As a farmer’s wife, you would thing I had see enough animals (never) and the last place I would visit would be a petting farm. As a parent though, when it’s raining and your friend rings you, inviting you to a dry petting farm, you go-if only to tire your children out.
We have been to quite a few. We’ve bottle fed goats, stroked rabbits, I’ve petted calves within an inch of their lives (cows are always my favourite) and I have duly gone back to hubster and begged for micro pigs/goats/mini cows or all of the above.
What I have been asking myself for a while though is – are these places actually harming the public’s already unrealistic view of farming rather than helping?
Yes they introduce people to animals they might otherwise never see but do they show the reality?
In truth, no.
This blog post came about because we watched an independent film called Addicted to Sheep.
It was brilliant and really showed the realities of farming-especially livestock farming in a small, rural community.
After I watched it, I went on Twitter and typed in Addicted to Sheep in the search box.
I wish I hadn’t.
One person put this:
I couldn’t help myself.
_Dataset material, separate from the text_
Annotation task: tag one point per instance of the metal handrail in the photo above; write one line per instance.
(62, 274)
I had to reply and the worst thing was this person was a blogger.
Then another person put this:
This is where the problem is. All the petting farms I have been to make it look like all farmers do all day is bottle feed cute baby animals.
There is little or no examples of how the animal gets to that point. You never see sick animals and farmers (and their wives) out there all hours, willing them to live.
Farming can be rewarding. Raising animals is great but there is another side. A hard side where, sometimes they don’t make it.
Boo plays happily with the little rings Hubster uses to dock tails-in fact a few have been through the washing machine filter.
My children will never be shielded from such things because it is life.
Life on a farm.
A real farm.
So next time you visit a petting farm, by all means stroke and feed the cute baby animals but know that it is just a slice of life on the farm. Inside, in warm barns.
Not in the fields in all weather with your hand up a sheep’s backside to pull a lamb out.
If my children ever tweeted anything like that above, I’d think I hadn’t done my job right.